L’intuizione di Ascierto. Eppure il rapporto scienza-collettività non dovrebbe contemplare faide territoriali e prove muscolari di campanile. Di fronte a un virus che sta mettendo in ginocchio l’Italia e il mondo bisognerebbe unire le forze e fare squadra. Non ci può essere spazio per le regole rigide dei baronati della medicina che si arroccano negli schemi di un protocollo scientifico che dà priorità alle pubblicazioni scientifiche. Mentre i “frontman” della scienza navigavano e continuano a navigare a vista, Ascierto ha intuito l’utilità del Tocilizumab, ha somministrato subito il farmaco e ha comunicato i primi esiti della somministrazione. Niente pubblicazioni scientifiche per pochi esperti del settore, ma informazione di massa immediata e velocità di produzione di un protocollo per l’Aifa in un momento di crisi sanitaria globale, assumendosi la responsabilità di tutti i rischi del caso in termini di speranze e illusioni.

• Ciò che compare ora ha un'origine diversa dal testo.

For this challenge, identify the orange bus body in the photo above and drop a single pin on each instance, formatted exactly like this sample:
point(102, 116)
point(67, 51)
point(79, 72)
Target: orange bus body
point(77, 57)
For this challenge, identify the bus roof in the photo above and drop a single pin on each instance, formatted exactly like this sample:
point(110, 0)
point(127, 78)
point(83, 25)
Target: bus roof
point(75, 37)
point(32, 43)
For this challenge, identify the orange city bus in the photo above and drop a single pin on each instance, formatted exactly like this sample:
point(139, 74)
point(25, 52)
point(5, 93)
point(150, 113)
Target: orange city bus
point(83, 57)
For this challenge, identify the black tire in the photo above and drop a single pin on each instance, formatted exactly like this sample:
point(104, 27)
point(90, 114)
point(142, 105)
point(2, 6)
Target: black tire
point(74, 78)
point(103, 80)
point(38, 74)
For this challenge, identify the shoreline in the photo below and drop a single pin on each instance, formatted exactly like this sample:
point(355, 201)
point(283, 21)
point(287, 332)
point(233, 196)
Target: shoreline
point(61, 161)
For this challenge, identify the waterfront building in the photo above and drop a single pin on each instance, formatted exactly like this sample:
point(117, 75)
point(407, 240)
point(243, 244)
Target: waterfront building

La pandemia non è uno show. Il tempo è galantuomo e dirà chi ha avuto ragione. Noi rivolgiamo un plauso sincero e convito, ma soprattutto un accorato grazie, al prof. Ascierto, persona seria, di specchiata credibilità, umile professionista di alto livello. Non si offenda nessuno se riteniamo sia motivo di orgoglio e vanto che un meridionale – come noi – stia dando una lezione etica, ancor prima che medica e scientifica, di come si combatte contro un virus e come si sta davvero dalla parte della gente. La vita umana vale molto di più di un protocollo e la tragedia di una pandemia non può essere uno show. Mentre i medici-opinionisti studiano e fanno salotto, il paziente muore. E’ la tv dei cialtroni, che esalta gli oracoli del nulla e oscura i veri eroi silenziosi del Covid19.